ETS to roll out new GRE in September

Students who want to apply to graduate school next year will not be able to take the Graduation Record Examinations at the end of this summer.

Educational Testing Service — the company that creates and administers the GRE — announced in early February that it is revising the test to be more reflective of graduate-level thinking and analysis.

The last administration of the current GRE will be July 31, and the first revised exam will be given Sept. 10, 15 or 16, depending on location.
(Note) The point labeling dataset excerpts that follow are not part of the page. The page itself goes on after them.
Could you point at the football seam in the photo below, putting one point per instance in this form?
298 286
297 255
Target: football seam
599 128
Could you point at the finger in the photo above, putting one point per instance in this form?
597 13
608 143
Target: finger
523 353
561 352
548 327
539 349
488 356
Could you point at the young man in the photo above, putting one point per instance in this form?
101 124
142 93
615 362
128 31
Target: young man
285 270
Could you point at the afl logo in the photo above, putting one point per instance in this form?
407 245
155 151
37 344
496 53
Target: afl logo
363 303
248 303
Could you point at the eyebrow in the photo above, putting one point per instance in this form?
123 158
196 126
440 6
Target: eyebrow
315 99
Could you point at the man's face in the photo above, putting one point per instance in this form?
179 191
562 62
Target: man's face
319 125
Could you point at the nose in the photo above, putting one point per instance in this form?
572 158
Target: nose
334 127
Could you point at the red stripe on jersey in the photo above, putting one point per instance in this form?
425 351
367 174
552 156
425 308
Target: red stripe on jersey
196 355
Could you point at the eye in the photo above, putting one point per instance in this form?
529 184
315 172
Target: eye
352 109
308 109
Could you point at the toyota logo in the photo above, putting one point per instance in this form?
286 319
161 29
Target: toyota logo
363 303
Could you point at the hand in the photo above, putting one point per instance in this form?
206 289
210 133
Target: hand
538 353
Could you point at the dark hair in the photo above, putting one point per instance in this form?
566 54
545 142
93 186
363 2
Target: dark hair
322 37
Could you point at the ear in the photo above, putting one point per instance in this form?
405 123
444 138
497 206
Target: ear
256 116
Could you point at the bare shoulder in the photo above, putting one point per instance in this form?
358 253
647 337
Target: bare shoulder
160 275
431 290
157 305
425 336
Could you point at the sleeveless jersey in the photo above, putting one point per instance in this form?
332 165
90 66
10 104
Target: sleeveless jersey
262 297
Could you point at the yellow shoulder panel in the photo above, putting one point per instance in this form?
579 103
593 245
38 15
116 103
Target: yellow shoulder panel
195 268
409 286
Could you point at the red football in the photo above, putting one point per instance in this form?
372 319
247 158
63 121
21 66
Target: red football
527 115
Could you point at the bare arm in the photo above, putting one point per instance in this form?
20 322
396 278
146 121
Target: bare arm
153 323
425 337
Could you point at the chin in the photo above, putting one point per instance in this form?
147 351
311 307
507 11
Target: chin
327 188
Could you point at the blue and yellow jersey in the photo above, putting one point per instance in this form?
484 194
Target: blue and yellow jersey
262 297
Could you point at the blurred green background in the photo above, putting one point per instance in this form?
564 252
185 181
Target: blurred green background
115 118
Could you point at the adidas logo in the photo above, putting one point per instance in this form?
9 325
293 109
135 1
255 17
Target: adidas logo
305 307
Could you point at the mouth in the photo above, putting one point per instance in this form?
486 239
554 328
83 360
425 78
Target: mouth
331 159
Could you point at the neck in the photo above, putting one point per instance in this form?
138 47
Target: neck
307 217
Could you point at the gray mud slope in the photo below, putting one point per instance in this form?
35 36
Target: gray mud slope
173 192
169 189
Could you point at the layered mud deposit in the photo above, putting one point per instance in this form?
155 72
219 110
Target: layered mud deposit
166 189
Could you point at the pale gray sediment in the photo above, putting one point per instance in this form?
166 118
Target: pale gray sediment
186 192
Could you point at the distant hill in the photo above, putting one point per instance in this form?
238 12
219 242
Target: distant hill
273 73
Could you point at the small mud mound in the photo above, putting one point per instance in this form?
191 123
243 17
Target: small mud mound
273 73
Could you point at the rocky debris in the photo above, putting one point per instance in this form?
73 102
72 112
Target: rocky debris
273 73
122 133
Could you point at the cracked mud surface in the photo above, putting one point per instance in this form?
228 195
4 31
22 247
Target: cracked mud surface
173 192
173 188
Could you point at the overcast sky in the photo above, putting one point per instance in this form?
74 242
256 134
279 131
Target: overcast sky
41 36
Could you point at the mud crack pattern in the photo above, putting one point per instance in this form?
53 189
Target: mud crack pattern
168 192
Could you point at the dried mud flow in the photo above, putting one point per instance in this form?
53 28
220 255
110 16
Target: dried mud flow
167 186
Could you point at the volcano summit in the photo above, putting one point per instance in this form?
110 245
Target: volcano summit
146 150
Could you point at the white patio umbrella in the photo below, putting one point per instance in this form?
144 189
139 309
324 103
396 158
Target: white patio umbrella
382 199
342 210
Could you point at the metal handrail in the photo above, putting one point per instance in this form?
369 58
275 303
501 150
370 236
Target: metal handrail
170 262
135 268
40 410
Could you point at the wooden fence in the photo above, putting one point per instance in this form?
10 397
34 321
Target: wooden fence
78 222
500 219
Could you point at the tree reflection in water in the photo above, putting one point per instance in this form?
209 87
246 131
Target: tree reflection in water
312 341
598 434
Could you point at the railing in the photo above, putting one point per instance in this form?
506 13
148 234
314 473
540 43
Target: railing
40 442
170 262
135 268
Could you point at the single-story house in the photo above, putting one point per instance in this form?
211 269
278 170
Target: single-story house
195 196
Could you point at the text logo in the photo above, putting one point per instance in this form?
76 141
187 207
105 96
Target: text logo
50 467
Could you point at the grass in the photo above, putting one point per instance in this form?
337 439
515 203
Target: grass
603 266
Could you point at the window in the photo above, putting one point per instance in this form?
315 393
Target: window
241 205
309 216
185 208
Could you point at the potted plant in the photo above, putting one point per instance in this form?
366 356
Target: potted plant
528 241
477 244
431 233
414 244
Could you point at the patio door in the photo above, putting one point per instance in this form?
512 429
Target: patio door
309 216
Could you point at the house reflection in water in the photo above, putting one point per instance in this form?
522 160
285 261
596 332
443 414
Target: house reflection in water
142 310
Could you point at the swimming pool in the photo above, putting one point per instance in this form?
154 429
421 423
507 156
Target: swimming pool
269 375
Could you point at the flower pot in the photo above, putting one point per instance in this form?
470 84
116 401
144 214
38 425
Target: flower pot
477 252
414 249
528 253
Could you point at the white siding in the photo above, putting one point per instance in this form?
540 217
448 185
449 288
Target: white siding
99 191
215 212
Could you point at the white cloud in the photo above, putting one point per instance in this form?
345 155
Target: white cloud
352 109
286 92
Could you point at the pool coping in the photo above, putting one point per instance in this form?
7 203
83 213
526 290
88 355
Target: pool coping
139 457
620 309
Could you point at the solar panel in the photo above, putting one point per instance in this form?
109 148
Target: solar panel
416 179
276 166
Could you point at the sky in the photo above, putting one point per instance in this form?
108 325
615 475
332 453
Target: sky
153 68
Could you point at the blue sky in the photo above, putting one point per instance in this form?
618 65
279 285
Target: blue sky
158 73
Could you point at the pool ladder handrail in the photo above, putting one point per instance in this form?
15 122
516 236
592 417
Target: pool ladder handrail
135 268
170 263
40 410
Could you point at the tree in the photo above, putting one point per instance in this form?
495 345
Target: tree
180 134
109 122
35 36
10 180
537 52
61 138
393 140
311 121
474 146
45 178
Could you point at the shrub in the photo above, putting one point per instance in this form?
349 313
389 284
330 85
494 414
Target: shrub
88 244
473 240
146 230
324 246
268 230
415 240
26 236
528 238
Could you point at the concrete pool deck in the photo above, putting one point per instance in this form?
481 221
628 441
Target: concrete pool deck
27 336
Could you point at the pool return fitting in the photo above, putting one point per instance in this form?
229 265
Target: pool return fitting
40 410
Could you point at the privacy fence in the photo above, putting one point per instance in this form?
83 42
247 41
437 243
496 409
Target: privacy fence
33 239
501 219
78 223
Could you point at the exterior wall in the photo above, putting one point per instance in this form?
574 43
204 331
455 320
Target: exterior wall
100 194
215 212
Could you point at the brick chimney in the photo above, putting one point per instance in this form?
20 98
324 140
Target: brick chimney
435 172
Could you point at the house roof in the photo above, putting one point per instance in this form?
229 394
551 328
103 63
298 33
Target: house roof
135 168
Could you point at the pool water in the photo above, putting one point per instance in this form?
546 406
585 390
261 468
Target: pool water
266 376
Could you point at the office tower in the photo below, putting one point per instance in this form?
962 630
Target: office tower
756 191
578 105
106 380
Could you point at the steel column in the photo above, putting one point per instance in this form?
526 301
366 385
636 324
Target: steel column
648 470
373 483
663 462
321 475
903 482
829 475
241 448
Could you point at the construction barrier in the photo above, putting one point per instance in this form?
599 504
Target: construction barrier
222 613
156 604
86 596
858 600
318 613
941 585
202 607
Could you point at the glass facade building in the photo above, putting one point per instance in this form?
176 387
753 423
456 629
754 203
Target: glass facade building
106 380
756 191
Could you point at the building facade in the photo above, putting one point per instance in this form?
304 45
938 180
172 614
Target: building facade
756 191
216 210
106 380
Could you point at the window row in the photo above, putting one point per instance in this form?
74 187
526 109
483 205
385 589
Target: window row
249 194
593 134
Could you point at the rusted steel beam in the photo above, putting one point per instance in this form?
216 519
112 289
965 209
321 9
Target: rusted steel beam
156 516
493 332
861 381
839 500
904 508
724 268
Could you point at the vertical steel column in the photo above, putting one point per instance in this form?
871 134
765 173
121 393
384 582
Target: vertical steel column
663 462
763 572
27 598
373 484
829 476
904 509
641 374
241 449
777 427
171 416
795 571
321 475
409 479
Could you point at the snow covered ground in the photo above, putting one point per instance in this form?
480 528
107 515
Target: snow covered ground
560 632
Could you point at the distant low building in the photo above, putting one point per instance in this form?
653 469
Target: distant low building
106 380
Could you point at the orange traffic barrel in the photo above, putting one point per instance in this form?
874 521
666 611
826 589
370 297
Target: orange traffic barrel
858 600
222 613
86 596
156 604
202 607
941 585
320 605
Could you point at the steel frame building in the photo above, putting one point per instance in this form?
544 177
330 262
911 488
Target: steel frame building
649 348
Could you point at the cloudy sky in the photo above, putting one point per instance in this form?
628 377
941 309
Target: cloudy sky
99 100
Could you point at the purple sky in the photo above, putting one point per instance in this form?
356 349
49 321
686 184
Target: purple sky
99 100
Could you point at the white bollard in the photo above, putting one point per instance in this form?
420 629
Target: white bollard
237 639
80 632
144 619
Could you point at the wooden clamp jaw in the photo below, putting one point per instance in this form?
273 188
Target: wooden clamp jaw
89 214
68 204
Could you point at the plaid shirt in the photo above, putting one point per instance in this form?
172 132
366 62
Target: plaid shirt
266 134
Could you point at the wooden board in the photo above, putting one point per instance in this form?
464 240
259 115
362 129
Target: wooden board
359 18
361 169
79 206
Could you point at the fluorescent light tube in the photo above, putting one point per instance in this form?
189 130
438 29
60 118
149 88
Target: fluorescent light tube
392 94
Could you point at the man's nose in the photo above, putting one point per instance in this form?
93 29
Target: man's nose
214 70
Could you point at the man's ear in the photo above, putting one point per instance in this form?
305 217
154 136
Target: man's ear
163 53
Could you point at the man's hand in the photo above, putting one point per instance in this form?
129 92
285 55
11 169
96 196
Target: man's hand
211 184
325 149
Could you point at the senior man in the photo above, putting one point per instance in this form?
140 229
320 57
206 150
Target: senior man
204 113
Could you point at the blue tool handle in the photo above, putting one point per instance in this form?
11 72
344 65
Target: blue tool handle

There will also be a test date Sept. 29.

According to information on the ETS Web site, the changes will make the exam more secure and user-friendly and will reduce students’ ability to simply memorize answers.

Instead of the current adaptive test format, where students are asked different questions based on their performance within the exam, the new GRE will ask the same questions of all test-takers.

Each section of the exam will change in both format and question type, with testing objectives including new, open-ended critical thinking and application-based problems in addition to traditional multiple-choice questions.

Sid Richardson College junior Steve Bryant said he is not planning to go to graduate school but may take the GRE in case he changes his mind.

He said he thinks the old format of the test seems easier because he is used to more multiple choice questions.

“[Asking more open questions] is probably a better way to test people,” Bryant, a mechanical engineering major, said. “It’s more involved, and my guess is you’d be able to distinguish candidates better. At the same time, I don’t really like it because it needs more preparation.”

Jones College junior Martha Farnsworth said she is planning to take the exam before it changes because it will become more difficult in September.

“The length of the exam is increasing to four hours from two and a half,” Farnsworth, a psychology major, said. “Any exam that is four hours is going to be miserable.”

Farnsworth also said she thinks the lack of tests in August will be inconvenient because students generally study during the first part of the summer.

“It’s going to shorten the amount of time people have to study,” she said. “But if they need the time, then they need the time.”

The revised GRE also comes with a new scoring system — the mean of the scores will be 150 on a scale of 130 to 170, with 1-point increments. ETS will provide a concordance table to correlate old and new scores.

Registration for the revised GRE begins July 1. Results for the first exam will be released in early November to allow for score calibration, but subsequent exam grades will be returned 15-16 days after the test date.